What’s a data scientist?


I recently attended the Open Data Science Conference (ODSC) in London. The very first presentation was given by Gael Varoquaux. One of the first questions he asked was an obvious one, at such an event: what’s data science? In a nutshell, Gael, described data science as a combination of statistics plus coding. Whilst the term data science has become more prominent in recent years, the concept of using coding to do statistics isn’t of course new. I’ve been doing for many years in financial markets (and other folks, have been doing this a lot longer than me!), although, admittedly this week was the first time, when someone asked me “are you a data scientist?” Whilst it took me a few moments to think answer, in the end, “yes” seemed like my best answer.


What is different, is that in recent years, we have seen an explosion in data being generated by individuals and businesses. If we think of many businesses, they collect large amounts of data. Take for example a supermarket, whilst it might seem obvious they collect data on what they sell both instore and online, they also collect data from all manner of other areas and sensors. A lot of this can be so called exhaust data that is collected as part of their usual business. At the same time as this increasing amount of data being collected, computing power has multiplied, and is more accessible, notably through the cloud. Open source tools like Python and R, and the various libraries built on top of them like pandas, have also made it easier for this data to be analysed. The combination of all of these things, has given rise to data science and data scientists who work in a multitude of different areas, who can assess the value of this data. Indeed, at ODSC, whilst, everyone attending was a data science, and there were commonalities in what we did, what tools we used, what techniques we might apply, the number of different industries was incredibly diverse, ranging from trading, to healthcare, to travel, naming just a few examples.


It is only in recent years that the idea of “data science” has become something taught on university curriculums, with that specific name. As a result, most data scientists today, have come to data science from other fields, whether it is more from the statistics, computing or engineering. In some cases, they might have come from data science from multiple areas and I include myself in this bucket. When I graduated from university (let’s just say a few years ago…!), studying a degree course maths and computer science degree, I covered many areas associated with data science, in both statistics and programming. (I would love to pretend I had some sort of foresight about the growth of data science, but I ended up choosing the course, mainly because I love maths and enjoy coding!)

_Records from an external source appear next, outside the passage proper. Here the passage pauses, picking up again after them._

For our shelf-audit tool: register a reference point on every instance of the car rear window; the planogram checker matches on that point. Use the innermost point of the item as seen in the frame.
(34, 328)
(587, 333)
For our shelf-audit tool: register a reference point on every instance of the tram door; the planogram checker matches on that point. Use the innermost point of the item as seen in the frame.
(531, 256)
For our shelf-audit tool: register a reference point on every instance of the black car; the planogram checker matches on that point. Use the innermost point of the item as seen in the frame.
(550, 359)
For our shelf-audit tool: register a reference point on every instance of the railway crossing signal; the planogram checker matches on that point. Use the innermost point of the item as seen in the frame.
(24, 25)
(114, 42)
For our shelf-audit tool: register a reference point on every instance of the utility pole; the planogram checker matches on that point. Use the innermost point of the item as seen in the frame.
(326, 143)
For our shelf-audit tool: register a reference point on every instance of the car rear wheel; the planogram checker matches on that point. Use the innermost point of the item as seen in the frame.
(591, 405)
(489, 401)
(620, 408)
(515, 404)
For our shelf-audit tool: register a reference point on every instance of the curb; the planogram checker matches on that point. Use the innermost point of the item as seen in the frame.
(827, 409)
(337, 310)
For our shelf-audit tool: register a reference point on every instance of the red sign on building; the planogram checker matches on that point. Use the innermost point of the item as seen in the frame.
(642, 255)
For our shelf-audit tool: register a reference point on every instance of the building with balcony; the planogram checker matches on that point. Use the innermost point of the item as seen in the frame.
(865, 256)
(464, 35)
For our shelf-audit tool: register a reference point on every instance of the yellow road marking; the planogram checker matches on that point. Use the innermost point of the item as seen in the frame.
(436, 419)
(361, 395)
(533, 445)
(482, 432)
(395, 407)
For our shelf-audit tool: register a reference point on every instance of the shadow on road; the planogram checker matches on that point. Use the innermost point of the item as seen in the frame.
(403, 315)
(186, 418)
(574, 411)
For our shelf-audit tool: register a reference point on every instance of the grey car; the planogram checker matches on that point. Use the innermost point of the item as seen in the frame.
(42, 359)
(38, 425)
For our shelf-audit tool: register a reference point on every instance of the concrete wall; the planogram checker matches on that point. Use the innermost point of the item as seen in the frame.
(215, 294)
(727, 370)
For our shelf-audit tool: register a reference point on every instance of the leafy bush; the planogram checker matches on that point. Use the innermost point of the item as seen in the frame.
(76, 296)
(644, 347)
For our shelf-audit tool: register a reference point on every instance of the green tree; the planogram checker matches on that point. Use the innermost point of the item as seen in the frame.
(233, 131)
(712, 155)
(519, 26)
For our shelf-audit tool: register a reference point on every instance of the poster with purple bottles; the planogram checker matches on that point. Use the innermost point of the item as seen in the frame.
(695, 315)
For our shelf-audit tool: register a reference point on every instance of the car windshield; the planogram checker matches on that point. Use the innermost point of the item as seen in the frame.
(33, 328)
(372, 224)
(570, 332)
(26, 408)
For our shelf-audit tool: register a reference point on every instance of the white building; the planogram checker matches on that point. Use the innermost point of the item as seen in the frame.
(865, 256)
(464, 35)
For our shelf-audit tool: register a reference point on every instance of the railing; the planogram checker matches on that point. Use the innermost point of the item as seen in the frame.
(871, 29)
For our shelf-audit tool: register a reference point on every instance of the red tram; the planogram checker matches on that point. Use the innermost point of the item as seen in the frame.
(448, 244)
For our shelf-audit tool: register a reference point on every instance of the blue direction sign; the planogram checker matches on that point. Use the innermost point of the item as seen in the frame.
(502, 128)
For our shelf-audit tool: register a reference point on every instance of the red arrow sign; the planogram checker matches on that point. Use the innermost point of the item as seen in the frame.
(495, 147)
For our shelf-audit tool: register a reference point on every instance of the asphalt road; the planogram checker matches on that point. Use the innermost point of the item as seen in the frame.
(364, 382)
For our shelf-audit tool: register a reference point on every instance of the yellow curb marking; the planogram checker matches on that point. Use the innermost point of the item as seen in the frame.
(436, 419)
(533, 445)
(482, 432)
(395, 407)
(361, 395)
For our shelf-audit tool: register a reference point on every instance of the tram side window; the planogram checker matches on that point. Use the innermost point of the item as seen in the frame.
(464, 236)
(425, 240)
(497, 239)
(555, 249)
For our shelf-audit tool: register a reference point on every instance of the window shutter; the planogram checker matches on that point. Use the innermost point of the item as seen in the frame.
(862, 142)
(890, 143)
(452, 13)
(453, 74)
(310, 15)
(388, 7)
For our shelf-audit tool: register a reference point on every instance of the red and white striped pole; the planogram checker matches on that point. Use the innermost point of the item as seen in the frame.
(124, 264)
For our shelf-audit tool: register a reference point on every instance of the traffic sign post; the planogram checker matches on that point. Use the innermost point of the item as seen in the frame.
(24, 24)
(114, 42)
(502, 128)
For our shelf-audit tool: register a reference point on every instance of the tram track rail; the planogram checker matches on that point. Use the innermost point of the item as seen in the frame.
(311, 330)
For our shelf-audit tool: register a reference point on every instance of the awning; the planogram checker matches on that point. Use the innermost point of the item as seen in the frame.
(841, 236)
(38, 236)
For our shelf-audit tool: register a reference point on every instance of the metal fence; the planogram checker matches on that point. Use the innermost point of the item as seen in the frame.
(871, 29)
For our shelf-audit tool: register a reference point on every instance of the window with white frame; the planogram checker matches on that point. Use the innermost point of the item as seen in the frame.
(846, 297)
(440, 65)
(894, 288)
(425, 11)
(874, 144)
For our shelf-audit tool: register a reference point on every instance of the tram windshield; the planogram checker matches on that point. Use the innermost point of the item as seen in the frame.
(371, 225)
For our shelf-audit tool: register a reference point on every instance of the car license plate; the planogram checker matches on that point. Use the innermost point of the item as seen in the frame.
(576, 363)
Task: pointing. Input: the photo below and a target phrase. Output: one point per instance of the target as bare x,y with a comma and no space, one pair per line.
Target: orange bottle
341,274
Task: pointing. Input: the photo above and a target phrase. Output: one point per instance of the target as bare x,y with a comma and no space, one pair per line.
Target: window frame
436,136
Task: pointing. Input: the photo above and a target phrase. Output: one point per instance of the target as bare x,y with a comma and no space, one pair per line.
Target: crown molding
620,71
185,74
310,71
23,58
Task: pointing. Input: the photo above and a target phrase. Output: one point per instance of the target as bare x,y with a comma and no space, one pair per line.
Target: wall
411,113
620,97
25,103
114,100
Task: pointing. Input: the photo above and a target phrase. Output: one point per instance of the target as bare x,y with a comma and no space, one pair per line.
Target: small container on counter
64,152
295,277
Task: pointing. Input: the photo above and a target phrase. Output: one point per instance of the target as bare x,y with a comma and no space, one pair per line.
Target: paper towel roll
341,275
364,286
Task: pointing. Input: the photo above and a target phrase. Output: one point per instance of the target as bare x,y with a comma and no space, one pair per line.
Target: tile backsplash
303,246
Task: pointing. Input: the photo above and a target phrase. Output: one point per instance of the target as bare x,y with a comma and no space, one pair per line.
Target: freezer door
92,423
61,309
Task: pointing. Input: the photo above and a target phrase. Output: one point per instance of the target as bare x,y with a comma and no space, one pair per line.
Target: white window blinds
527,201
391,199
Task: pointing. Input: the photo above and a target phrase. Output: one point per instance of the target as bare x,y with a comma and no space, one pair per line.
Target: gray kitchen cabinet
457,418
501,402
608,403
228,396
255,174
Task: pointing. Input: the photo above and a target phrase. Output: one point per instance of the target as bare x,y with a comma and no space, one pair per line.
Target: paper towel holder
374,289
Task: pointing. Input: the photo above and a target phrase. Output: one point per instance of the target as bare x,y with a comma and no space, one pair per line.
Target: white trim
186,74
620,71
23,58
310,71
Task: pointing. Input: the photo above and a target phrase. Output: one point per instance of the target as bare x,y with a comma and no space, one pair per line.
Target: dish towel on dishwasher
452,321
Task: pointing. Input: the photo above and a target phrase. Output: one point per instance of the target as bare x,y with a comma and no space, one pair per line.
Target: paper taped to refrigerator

So far we have stressed the commonalities between what data scientists do and the types of tools they might use. However, at the same time, it is key to have some element of domain specific knowledge, which is sometimes lost in all the buzz about data science. One talk I particularly enjoyed was given by Norbert Kraft from Nokia Bell Labs, the legendary research institution which saw the invention of UNIX and C. His talk was on detecting anomalies in multivariate time series, in the particular example of telecoms, trying to detect degradation in mobile phone signals (eg. too many dropped calls). More broadly, one important point he made is that the area of finance is different: it doesn’t follow physical laws in the same way as other data science problems. The trading environment keeps on changing and you are also in a race with other participants. By contrast, if you are doing something like handwriting recognition, whilst the problem is not easy to solve, it doesn’t keep changing.


Data science is an exciting area, building upon many crucial fields including statistics and computing. Furthermore, it is going to become even more important in the years ahead! If you have the data, data science can help us unlock the value of it, in particular when combined with domain knowledge.